The car starts normally in the morning, but after driving about 3 miles if I shut it off next time I start it the DSC light and the brake and ABS warnings come on. Sometimes the light and warnings come off after repeatedly turning the car on and off. Sometimes the light comes on a few miles after I start the second time. I connected the code reading tool to see if there were any codes being generated - there were none. There are no warning messages in the main (long) middle pannel, just the lights come on. When the lights and warnings were on I tested the car for ABS by slamming on the brakes at about 40 mph, there was no ABS and I left a trail of burnt tire marks.

I am thinking that this could be a heating issue caused by a sticking caliper, or at best a computer error which could be corrected by resetting it - that is remove power and then reconnect the battery.

Any ideas of what is happening? Thank you.


----------



## NTB (Oct 20, 2004)

Are you low on brake fluid?

Have you done a fluid swap?

When was your last brake pad and disk change?


----------



## cai (Feb 24, 2006)

NTB said:


> Are you low on brake fluid?
> 
> Have you done a fluid swap?
> 
> When was your last brake pad and disk change?


I was low on brake fluid and put in a bit of Castrol DOT 3/4.
I have not done the 2 year fluid swap, but have been thinking about it.
The pads and rotors are about 20,000 miles old, on inspection do not seem bad.

Thank you.


----------



## NTB (Oct 20, 2004)

So this happened after adding fluid, or adding fluid fixed it?


----------



## cai (Feb 24, 2006)

NTB said:


> So this happened after adding fluid, or adding fluid fixed it?

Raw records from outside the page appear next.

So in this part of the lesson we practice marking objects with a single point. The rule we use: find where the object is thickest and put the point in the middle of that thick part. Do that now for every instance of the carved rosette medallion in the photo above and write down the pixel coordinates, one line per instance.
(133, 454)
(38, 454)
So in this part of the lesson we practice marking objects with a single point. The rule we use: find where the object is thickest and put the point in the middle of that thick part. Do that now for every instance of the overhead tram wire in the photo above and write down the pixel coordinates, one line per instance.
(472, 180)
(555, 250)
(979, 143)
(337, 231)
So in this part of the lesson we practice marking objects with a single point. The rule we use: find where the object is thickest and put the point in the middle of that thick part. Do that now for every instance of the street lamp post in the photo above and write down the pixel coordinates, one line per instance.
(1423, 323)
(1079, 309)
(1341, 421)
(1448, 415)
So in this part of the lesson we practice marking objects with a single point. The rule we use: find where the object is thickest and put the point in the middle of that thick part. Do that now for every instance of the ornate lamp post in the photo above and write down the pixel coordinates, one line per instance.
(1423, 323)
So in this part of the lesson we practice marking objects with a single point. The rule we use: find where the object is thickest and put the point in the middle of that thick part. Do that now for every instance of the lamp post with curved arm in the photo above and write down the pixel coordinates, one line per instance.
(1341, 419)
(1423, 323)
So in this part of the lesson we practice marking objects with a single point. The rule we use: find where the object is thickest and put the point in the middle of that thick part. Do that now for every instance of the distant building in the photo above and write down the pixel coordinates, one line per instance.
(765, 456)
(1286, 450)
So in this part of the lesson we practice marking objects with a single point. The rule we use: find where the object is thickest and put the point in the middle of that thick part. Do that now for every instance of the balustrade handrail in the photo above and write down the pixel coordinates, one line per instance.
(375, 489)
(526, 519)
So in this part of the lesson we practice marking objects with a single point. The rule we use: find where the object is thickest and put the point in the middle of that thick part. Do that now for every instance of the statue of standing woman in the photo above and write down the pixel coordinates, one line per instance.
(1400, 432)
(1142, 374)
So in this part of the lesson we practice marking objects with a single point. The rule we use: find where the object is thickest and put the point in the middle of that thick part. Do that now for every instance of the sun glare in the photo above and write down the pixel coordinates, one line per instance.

Neither, it was present before adding fluid and adding fluid did not fix it.

Thank you.


----------



## cai (Feb 24, 2006)

The problem was with the ABS module. I took the car to the semi-dealer and it appears to have been fixed.


----------



## bulent335 (Aug 15, 2006)

was it the steering sensor?


----------



## LexusSoarer (Dec 24, 2006)

cai said:


> The problem was with the ABS module. I took the car to the semi-dealer and it appears to have been fixed.


Ohhh how much did that cost you?? I am currently having the same problem on my 850 and the dealer says it will cost me an arm and a leg for the module alone.


----------



## cai (Feb 24, 2006)

It did not cost me anything, I have the car on an extended warranty that I bought. However, I think the module costs about $200 and it should not take more than an hour to replace, if that much. See if you can find an independent shop that specializes in BMWs and ask them if they would install the part for you, then go and buy it on the internet. Or the other option is to tell them where to buy the part on the internet and have them install it. Some shops get hefty discounts and in the latter case they will make money off it, but not as much as the dealer wants.

If you are in the DC area I can put you in touch with the semi-dealer that I use - Auto Advantage in Manassas. They have semi-reasonable rates.

Good luck.


----------